The diagram doesn't have blood vessels. You're incorrect - ask a nurse whether any of their aspirating ever pulled up blood. They'll say yes. You'll also find descriptions about where the aspirating fails even though you're in/near a vein. The pressure inthe liquid is high - you don't have to be neatly puncturing the side of a large vessel. Campbell originally showed a drawing with blood vesels in from Gray's anatomy, and he had another source as well.
Anybody here had a BCG injection? Remember that - jabbed in the arm. Every boy in school. We survived.
Not a particulate vaccine. Irrelevant.
With regards to increase in heart problems, this was discussed in the thread about athletes having heart attacks - exposure to coronavirus, and long covid, has been shown to cause long-term heart issues. We can't just blame the vaccine, that is saving millions of lives now, for heart issues, when we already know that coronavirus can cause the same problems. Maybe covid cases were higher in the country that was mentioned above (I've forget again, Sweden, Denmark ... ) - there could easily be another explanation for differences in the data.
Any vaguely competent scientific work looks at all that.

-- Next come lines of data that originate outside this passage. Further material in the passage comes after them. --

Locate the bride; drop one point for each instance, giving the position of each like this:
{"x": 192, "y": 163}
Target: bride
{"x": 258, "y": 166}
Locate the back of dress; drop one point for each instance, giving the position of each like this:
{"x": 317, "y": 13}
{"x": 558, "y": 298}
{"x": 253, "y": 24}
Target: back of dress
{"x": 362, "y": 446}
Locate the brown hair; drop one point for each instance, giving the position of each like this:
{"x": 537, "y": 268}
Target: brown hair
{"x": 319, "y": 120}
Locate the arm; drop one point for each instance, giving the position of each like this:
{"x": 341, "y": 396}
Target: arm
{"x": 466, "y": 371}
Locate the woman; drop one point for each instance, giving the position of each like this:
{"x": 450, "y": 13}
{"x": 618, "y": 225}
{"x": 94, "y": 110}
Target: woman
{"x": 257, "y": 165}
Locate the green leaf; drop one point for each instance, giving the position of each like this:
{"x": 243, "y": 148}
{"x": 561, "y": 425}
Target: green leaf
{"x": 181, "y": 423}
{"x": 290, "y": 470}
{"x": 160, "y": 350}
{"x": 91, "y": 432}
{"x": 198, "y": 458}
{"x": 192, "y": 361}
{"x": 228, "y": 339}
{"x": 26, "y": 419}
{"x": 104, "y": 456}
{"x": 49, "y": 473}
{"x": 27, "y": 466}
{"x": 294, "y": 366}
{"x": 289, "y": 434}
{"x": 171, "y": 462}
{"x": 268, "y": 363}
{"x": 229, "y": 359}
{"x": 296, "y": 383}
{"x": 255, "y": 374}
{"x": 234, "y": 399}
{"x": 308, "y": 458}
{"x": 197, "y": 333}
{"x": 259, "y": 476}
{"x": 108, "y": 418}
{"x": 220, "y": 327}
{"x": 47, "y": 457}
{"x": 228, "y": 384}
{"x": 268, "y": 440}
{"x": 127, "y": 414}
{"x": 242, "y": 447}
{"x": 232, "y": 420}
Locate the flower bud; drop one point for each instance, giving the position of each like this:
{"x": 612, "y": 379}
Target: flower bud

The prof in the talk is saying yes it's all statistically sound. But it wasn't.
 
I said they were not all trained nurses.

No, you said "remember, they aren't trained nursed giving the boosters"

"showed a drawing with blood vesels in from Gray's anatomy" - while Gray's anatomy was ground-breaking in medicine at the time, I am not sure using a 1858 text (and diagrams) is really sensible in 2021, is it?